Huddersfield Art Gallery
Huddersfield Art Gallery is set in an imposing building in the heart of Huddersfield. The gallery runs various temporary exhibitions, so it is worth visiting a few times a year. The Gallery has paintings by famous artists such as Lory (the stick people paintings), Frances Bacon (figure study) and Henry Moore (falling warrior- though this is a sculpture rather than a painting). Definitely worth a visit!
Packhorse Art Gallery
This art gallery is unusual in that it is set in the main market in town (Market Place). There are great pieces for you to buy and if the mood takes you, to just browse.
Kirklees Light Railway
This is great for train enthusiasts and is also good for a great day out with the kids. There are steam engines to explore and play areas for children to play, while you sit and enjoy the view with a cup of tea or coffee. There is a gift shop on-site and two play parks so the children can burn off some energy. You can take the children (or go by yourself) on a ride on one of the trains and enjoy the views.
The Yorkshire Sculpture Park
Every time I come to Huddersfield, I drive past this park and always think I will visit it but have not yet managed to do so. The park has several exhibitions at any one time. Currently, probably the most famous one is the Damien Hirst Exhibition which ends in April 2022. The park runs various o1 day events alongside the exhibitions. There is also a cafe if you want to enjoy the peace and tranquillity of the park and be in a great space. My personal favourites are Vulcan by Eduardo Paolozzi and The Iron Tree by Ai Weiwei.
Marsden Moor is part of The National Trust and has over 5,000 acres for you to explore. The moor has protected conservation areas for nesting birds. The rugged moor landscape changes with each season can be truly breathtaking, making this a place to visit and explore again and again. The walks along the canals or the open moor, take your pick!
The John Smith Stadium
The John Smith Stadium opened in 1994 and has existed under various guises. It is currently the home of Huddersfield Town and The Giants. The structure is quite imposing and there are guided tours available every Tuesday, Wednesday and Thursday between 10 a.m. and 3 p.m.

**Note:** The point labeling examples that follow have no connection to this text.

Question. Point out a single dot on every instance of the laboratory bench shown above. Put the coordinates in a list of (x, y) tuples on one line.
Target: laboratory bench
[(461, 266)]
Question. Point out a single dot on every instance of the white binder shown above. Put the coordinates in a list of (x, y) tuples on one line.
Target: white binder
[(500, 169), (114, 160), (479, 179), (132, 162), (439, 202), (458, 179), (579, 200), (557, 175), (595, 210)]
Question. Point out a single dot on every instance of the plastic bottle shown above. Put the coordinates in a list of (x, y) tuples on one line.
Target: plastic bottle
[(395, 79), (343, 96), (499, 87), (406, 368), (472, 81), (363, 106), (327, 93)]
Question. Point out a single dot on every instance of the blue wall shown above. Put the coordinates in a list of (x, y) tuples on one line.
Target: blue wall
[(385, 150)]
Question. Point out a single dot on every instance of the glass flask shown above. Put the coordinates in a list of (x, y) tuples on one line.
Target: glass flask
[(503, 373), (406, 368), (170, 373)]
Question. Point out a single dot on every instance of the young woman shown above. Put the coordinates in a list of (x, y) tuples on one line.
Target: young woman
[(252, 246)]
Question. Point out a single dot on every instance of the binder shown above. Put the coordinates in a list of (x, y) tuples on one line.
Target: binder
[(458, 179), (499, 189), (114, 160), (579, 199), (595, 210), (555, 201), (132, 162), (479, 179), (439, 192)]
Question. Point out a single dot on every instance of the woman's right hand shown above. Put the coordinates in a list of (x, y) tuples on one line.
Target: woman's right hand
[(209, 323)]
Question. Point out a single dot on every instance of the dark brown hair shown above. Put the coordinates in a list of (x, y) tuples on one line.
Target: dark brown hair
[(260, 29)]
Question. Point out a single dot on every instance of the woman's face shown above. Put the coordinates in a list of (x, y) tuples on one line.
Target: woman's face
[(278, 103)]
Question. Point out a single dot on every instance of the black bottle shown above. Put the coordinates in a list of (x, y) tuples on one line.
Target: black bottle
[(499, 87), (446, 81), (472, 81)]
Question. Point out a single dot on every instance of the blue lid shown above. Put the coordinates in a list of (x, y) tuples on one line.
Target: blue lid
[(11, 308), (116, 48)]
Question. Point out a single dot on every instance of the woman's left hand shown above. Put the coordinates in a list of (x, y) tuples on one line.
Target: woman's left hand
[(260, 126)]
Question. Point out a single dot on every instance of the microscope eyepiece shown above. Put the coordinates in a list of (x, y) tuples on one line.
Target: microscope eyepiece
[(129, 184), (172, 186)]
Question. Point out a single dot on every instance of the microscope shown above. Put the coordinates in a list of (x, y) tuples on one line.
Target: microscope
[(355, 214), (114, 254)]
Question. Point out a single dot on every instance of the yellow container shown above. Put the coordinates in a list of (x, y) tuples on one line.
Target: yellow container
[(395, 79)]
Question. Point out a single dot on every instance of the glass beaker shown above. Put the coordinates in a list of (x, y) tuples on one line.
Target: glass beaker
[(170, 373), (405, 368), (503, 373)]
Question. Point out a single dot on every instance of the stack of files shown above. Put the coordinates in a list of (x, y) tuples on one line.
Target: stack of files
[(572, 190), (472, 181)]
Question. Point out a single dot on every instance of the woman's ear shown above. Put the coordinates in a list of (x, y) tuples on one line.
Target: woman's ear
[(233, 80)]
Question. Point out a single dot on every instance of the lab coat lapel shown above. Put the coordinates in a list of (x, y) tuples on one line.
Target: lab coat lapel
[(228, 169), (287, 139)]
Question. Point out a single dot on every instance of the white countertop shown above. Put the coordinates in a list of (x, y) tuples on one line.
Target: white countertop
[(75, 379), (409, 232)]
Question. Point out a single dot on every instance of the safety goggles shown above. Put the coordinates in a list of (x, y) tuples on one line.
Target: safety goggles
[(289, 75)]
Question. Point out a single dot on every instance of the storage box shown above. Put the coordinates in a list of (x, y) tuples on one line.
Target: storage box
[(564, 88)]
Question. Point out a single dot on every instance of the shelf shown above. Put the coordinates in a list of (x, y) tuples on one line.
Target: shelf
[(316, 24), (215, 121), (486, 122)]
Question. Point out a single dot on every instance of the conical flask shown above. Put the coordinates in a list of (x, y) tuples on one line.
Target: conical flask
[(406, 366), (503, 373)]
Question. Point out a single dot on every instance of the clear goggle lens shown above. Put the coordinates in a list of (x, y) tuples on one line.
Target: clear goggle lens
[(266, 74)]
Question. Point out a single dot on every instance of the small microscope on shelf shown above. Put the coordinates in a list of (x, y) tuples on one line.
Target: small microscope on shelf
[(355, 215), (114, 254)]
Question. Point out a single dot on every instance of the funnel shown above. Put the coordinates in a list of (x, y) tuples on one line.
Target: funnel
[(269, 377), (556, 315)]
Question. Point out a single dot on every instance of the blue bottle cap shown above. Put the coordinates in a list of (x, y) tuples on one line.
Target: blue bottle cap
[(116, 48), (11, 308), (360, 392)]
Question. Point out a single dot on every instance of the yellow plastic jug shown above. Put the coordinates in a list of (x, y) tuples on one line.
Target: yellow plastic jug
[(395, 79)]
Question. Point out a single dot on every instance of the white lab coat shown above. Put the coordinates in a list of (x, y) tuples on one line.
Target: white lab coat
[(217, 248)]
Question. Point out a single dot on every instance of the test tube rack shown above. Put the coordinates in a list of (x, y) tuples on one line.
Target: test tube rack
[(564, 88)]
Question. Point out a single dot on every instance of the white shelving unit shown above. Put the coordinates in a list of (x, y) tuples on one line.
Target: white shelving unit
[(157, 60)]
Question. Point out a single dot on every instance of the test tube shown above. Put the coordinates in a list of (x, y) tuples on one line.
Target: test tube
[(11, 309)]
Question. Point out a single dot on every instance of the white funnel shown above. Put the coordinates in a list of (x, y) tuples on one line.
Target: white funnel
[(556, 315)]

The stadium is much more than a venue for sporting events. The stadium hires out spaces for a whole host of venues, from graduation parties to music concerts to wedding receptions and exhibitions. Nowadays, there is also some office space available for hire. In the early 200’s, when the Hunny Pot Nursery was named Carr Lee Day Nursery, I used to stay overnight at the stadium in their comfortable VIP boxes (I think) that coupled as overnight accommodation. The Stadium is at the bottom of the hill from the nursery. Just outside the stadium, there are coffee shops, a pub and even a cinema to make the day out complete.
Huddersfield Golf Club
Huddersfield Golf Club is based at Fixby Hall, in Fixby. The Golf course website states that :
Huddersfield Golf Club is one of the oldest and finest championship golf courses in the North of England.
Fixby Hall is a prime example of the great architecture of the late 18th /early 19th century. With its imposing grounds and symmetrical building, many a Jane Austen novel could easily have been set here.
7- Other attractions
There are plenty of indoor play areas, coffee shops and restaurants to visit. On my last visit, I noticed a much more diverse mix of restaurants which, I must admit, I had not spotted previously. I have however deliberately not included them in this blog. As I wanted to explore the many other things that may inspire and trips that would not break the bank, making it possible to be out and about almost daily or at least every weekend.